In 1982 Feldman and Ballard proposed a computationally sophisticated model of a neuron that incorporated several interesting ideas. Their model characterized a neuron in terms of a potential (analogous to its membrane potential), an output value (analogous to its firing rate), and a state together with associated functions that specified how the potential, output, and state of a unit at time t+1 were derived from the input, potential, and state of the unit at time t. The Feldman and Ballard model also incorporated other ideas such as units with multiple input sites and conjunctive connections (see "Connectionist models and their properties" Cognitive Science, 6: (reprinted in the Anderson and Rosenfeld book).

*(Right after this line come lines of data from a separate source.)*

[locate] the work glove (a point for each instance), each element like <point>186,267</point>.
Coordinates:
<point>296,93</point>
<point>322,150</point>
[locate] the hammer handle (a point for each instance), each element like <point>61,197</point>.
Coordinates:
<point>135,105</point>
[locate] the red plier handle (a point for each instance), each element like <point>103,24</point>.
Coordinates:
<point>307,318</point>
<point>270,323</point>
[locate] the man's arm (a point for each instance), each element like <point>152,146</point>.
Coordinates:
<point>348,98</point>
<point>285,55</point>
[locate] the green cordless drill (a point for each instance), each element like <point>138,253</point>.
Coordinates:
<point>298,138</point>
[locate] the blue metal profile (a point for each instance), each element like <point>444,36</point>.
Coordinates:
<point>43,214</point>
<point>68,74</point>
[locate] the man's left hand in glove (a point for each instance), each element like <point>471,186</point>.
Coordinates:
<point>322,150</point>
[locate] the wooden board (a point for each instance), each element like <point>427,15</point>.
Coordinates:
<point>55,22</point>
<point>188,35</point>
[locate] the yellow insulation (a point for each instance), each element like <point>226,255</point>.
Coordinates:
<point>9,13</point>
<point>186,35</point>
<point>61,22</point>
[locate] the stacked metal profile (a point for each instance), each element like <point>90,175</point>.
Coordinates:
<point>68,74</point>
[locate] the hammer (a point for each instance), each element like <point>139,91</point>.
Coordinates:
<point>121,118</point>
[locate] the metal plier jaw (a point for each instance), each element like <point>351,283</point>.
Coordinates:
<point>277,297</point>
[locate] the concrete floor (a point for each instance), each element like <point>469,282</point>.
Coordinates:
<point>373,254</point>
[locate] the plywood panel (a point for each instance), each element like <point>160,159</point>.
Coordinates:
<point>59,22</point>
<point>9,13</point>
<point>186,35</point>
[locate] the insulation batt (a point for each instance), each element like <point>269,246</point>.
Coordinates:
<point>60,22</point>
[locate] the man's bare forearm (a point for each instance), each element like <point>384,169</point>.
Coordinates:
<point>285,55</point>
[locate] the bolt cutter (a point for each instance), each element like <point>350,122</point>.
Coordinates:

The year 1982 also saw the publication of a paper by Hopfield where he described emergent associative memory properties of symmetrically connected Binary Threshold Units (see "Neural networks and physical systems with emergent collective computational abilities" Proceedings of the National Academy of Sciences 79: (reprinted in Anderson and Rosenfeld). This model was extended by Hinton and Sejnowski who proposed the use of stochastic Binary Threshold Units to realize the "Boltzmann Machine" (see "A learning algorithm for Boltzmann machines" Cognitive Science 9 (reprinted in the Anderson and Rosenfeld book).

We will also discuss:

  • sigmoid units made famous by their use in gradient descent learning algortihms such as backpropagation (see D.E. Rumelhart, G.E. Hinton and R.J. Williams "Learning internal representations by error propagation", in Parallel Distributed Processing, vol. 1},
  • 3/2 binder units used in many structured connectionist models (see "Semantic Nets, Neural Nets, and Routines" L. Shastri and J.A. Feldman in Advances in Cognitive Science, 1 (Ed) N.E. Sharkey, Horwood. 1986).
  • rho-btu units introduced by V. Ajjanagadde and L. Shastri in their model of dynamic binding using temporal synchrony. These units encode information not in their firing rate but rather in their time of firing relative to other units. (see "Rules and Variables in Neural Nets" Neural Computation, 3(1) 1991.)